As paredes caiadas de branco, com as fendas abertas pelo tempo, onde os musgos e os fungos se tinham instalado, brilhavam com a humidade do ar.
No entanto o frio que senti quando o Cláudio me beijou sofregamente, empurrando delicadamente o meu corpo contra a parede, foi meramente superficial.
Senti um calor percorrer-me o corpo desde a espinha até á nuca e que se intensificava á medida que nos íamos aproximando mais e mais.

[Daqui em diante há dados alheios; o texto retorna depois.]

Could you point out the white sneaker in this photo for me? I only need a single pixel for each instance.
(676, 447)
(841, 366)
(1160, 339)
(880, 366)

-Adoro-te. – disse, olhando-me nos olhos, enquanto deslizava a mão pela minha cintura até á minha perna, levantando-me um pouco do vestido.
Parou, como que esperando permissão ou negação.
Nada fiz para o impedir. Beijei-o.
Não havia frio capaz de nos parar, capaz de evitar o ritmo acelerado com que as nossas roupas se foram soltando do nosso corpo.
Ergui o rosto para o alto, abrindo os olhos por momentos. Por entre as vigas de madeira do tecto, parcialmente destruído, num único ponto mágico em todo o céu, onde o nevoeiro não alcançava, vi uma estrela. A única estrela no céu de Inverno que testemunhou o momento em que eu e o Cláudio nos tornámos um.

O frio dominou os nossos corpos cansados e despidos, obrigando-nos a vestir o mais rápido possível.
Passado o fogo da paixão, restou apenas o suor que prendeu os nossos perfumes no corpo um do outro.
-Está bem? – perguntou-me olhando-me nos olhos, prendendo-me num abraço de castanhos e cinzas.
-Estou feliz. – Respondi, devolvendo-lhe a sweat de carapuço que estava junto a mim, no chão.
-Agora tudo parece mais certo, mais real, mais verdadeiro.
Sorri ao ouvi-lo. Ele retirou o canivete do bolso e com a ponta escreveu o meu nome na parede.
-Assim ficas gravada para sempre aqui também, tal como estás gravada no meu coração.
Abracei-o, sentindo também que tudo estava mais certo, que as cores estavam mais vivas, os sons mais melodiosos.
Á porta de casa, depois de dez minutos a pé, abraçados um ao outro, beijou-me.
Entrei em pés de lã. Já não faltava muito para  aminha mãe estar a descer para a cozinha, para preparar o pequeno almoço.
Tomei um banho com agua a ferver, vesti o pijama e deitei-me. Envolvida no sonho que era agora uma realidade gravada em mim, no Cláudio e numa parede gasta.